As of 2020 Invitae has the least expensive and most comprehensive immune dysregulaion panel for autoinflammatory diseases at only $250 for self pay* for 407 genes. It includes most all known autoinflammatory genes, 48 total, including some of the newer discovered syndromes. such as TNFAIP3, the gene for Behcet-like familial autoinflammatory syndrome and NLRP1-associated autoinflammation with arthritis and dyskeratosis. Invitae also has medical experts available to order genetic testing for patients at an additional cost. Click here to learn more about Invitae’s Genome Medical Experts.

*$250 is the self pay (no insurance used) price ONLY. When choosing to go through your insurance make sure you understand your insurance coverage, copay, deductibles and Invitae’s payment policies as insurance companies are billed up to $1500 according to Invitae’s website. Not all with high deductible plans have qualified for Invitae’s financial assistance.  Read more here.

Fulgent‘s immune dysregulation panel has 471 genes tested of which more than 40 genes are autoinflammatory. Some genes it does not include are the LYN gene and RIPK1 gene.
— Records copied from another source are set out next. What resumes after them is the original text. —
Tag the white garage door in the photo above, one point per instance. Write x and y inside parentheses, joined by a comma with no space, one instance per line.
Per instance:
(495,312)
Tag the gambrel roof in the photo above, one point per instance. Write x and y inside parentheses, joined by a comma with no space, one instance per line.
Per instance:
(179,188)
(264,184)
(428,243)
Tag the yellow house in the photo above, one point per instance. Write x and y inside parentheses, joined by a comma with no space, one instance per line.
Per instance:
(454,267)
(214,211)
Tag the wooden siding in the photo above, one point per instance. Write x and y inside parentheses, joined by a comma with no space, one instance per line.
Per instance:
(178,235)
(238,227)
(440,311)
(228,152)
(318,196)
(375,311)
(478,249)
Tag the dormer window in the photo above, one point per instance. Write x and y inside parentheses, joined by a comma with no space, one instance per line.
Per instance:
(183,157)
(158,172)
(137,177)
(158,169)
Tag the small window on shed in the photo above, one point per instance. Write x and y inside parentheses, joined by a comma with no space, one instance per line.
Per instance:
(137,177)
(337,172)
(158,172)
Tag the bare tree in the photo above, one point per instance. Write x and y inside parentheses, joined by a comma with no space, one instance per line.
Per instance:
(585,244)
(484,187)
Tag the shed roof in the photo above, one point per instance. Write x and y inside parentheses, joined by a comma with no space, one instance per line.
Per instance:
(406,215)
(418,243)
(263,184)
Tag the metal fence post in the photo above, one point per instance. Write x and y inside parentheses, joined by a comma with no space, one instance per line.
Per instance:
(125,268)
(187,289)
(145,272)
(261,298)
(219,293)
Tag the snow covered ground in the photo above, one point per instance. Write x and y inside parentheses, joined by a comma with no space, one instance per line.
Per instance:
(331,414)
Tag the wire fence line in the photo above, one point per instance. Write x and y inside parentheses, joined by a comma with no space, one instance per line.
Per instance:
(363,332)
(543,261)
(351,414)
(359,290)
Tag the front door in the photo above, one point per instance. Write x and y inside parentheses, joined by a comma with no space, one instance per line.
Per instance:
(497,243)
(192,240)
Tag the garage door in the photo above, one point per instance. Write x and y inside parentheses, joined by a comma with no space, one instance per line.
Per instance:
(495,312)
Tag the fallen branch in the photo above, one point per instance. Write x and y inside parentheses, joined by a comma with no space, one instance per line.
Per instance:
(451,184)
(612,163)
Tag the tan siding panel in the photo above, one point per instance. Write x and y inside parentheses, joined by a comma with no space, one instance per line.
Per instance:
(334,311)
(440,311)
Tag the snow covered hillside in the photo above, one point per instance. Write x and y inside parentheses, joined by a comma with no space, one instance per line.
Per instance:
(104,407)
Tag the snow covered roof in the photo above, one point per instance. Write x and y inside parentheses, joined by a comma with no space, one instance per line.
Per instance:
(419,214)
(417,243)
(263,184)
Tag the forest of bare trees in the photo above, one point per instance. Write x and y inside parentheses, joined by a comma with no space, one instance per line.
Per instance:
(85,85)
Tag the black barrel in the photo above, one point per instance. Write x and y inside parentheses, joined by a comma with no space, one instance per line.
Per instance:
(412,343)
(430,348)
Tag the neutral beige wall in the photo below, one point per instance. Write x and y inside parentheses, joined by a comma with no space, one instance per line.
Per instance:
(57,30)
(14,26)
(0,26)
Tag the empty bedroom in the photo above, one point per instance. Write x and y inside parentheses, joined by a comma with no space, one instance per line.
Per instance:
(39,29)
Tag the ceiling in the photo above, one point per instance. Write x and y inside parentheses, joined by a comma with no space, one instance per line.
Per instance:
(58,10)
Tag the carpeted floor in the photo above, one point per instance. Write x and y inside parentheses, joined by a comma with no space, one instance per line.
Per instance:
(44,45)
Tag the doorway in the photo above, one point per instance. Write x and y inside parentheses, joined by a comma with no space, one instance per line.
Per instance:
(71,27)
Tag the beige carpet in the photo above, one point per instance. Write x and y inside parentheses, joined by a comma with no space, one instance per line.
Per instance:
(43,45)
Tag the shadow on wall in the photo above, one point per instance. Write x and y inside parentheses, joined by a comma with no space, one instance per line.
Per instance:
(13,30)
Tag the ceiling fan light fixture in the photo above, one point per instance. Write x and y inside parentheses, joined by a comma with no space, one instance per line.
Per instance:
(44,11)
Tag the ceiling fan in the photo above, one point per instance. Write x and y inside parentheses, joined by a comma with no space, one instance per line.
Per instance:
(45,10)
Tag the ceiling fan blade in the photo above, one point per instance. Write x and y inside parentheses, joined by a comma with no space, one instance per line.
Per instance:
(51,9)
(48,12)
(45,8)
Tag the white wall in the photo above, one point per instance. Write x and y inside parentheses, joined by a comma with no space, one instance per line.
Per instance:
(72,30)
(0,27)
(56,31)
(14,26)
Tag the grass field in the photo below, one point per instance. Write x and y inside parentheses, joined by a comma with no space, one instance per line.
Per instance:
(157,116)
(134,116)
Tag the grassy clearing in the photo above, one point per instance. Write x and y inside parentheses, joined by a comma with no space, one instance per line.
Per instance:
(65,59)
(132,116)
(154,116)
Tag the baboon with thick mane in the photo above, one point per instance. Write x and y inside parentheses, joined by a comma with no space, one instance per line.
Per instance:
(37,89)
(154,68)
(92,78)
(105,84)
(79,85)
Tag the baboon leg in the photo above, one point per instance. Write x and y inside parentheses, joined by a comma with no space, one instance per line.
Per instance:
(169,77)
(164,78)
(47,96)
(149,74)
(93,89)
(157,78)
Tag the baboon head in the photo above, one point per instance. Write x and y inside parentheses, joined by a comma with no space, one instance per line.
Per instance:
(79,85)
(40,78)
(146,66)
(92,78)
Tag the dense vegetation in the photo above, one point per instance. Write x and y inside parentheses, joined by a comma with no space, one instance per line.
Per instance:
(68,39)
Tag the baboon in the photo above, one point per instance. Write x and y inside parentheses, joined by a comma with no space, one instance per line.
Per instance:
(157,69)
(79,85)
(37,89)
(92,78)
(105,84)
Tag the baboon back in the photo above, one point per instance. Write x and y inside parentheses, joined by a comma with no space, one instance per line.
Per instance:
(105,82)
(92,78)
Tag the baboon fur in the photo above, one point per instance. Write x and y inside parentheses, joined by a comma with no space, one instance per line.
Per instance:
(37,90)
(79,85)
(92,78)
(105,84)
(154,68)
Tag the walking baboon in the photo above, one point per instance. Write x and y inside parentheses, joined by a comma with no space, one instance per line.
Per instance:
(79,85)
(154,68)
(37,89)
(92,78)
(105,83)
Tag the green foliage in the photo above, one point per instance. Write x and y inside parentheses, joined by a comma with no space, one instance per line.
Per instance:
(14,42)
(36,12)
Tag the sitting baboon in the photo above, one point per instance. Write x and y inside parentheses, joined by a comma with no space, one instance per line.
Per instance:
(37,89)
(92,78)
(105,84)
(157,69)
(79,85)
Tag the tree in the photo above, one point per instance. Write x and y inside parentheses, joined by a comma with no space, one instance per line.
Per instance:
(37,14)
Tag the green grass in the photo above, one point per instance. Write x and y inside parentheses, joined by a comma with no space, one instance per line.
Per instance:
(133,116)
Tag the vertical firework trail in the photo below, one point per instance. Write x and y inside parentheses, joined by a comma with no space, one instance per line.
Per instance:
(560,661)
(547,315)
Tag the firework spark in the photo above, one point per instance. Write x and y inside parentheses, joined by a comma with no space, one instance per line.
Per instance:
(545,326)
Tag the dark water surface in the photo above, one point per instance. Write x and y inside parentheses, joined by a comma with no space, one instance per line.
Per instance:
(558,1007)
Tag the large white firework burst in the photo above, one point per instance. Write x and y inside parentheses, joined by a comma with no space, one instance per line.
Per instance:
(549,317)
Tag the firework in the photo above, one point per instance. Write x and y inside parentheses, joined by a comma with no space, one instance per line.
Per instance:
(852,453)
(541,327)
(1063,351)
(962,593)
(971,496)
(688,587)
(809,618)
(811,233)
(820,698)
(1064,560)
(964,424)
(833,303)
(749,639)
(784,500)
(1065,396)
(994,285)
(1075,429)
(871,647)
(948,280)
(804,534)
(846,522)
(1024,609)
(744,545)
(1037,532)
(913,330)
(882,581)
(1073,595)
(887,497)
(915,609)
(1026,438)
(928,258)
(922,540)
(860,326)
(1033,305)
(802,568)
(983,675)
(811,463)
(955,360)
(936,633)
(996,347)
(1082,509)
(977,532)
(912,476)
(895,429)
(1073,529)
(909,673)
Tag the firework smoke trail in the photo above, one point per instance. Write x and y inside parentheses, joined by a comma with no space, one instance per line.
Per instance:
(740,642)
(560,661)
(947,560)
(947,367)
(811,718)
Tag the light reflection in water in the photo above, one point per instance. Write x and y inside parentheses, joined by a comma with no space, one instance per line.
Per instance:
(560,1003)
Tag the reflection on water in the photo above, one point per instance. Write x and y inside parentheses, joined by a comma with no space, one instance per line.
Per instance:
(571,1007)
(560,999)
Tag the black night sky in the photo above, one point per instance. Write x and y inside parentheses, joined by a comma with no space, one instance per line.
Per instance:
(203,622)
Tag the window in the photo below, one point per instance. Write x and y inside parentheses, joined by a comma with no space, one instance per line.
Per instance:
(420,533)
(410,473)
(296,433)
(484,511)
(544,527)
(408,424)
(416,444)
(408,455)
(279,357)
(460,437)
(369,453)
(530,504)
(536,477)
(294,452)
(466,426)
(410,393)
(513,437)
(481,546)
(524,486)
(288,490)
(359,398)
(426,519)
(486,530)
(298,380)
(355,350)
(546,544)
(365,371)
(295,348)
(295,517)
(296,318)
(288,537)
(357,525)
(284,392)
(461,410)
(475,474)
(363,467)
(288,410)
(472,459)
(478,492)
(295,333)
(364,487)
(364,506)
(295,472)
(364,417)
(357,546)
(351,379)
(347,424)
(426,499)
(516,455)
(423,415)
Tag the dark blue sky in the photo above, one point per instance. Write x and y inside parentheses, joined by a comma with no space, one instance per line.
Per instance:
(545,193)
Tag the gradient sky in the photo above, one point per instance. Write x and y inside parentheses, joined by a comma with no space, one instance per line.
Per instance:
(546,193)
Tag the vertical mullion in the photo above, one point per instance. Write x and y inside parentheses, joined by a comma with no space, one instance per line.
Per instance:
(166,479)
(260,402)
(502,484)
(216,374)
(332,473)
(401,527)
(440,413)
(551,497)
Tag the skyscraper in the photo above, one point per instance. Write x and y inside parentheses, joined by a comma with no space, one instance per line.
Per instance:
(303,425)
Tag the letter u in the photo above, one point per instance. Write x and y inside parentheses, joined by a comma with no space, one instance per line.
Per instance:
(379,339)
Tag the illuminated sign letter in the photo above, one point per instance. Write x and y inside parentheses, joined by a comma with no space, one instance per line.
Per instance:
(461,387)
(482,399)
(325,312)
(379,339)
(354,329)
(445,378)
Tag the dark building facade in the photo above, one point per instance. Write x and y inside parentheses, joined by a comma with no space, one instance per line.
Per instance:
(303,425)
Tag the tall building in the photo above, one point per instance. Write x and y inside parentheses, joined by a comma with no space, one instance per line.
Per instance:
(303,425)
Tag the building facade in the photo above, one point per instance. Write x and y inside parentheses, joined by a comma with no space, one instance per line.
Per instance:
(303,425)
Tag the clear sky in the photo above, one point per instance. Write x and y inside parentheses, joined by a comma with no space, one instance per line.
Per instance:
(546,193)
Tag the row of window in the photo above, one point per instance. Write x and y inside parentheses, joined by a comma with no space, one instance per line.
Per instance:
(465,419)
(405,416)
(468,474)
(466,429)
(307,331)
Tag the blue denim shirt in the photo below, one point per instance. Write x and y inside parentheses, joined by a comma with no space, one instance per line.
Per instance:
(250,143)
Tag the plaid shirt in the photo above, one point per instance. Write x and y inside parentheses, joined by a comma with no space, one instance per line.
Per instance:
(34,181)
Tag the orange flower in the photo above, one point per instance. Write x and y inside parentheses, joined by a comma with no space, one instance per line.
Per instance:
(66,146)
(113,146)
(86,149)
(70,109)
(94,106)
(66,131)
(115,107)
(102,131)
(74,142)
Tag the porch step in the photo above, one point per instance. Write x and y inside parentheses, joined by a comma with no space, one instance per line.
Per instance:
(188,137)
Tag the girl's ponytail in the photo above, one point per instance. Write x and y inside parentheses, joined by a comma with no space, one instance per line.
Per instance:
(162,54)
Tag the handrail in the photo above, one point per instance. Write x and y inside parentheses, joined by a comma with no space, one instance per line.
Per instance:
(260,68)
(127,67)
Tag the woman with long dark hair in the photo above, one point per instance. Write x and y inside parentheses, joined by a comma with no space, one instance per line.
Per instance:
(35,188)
Blueprint Genetics‘ panel includes 298 genes with 40 genes associated with autoinflammatory diseases. Of the autoinflamamtory disease it is missing a few such as the TNFRSF11A (TRAPS11) and LYN genes.

autoinflamamtory databaseSystemic Autoinflammatory Diseases Database

Edited and Co-authored by Autoinflammatory Alliance President Karen Durrant, RN BSN and leading experts on autoinflammatory diseases, this free online database describes the notable symptoms of currently known autoinflammatory syndromes. This database has become a highly respected and important diagnostic tool for doctors around the world. Since these diseases can be very similar and have overlapping symptoms, the chart can help narrow down which SAIDs to consider for a patient and can help guide further testing.

Genetic Testing Registry

You can search this registry to find genetic testing available around the world here.

Finding Doctors

To find a doctor experienced with fever syndromes, contact the Autoinflammatory Alliance here.

Learn More About Genetic Testing

Blueprint genetics produced a series of informational webinars in their Blueprint Academy series that you can watch to learn more about genetics.

The 10/25/18 webinar Utility of genetic testing and application to immune-related disorders , a collaboration between the Autoinflammatory Alliance and Blueprint Genetics, features examples of autoinflammatory diseases.

Becoming an Empowered Patient: A Toolkit for the Undiagnosed

This kit put out by the Global Genes Project has everything you need to navigate the medical system when trying to find a diagnosis for any rare condition. It includes information on staying organized, how to talk to doctors, how to get your medical records, and much more.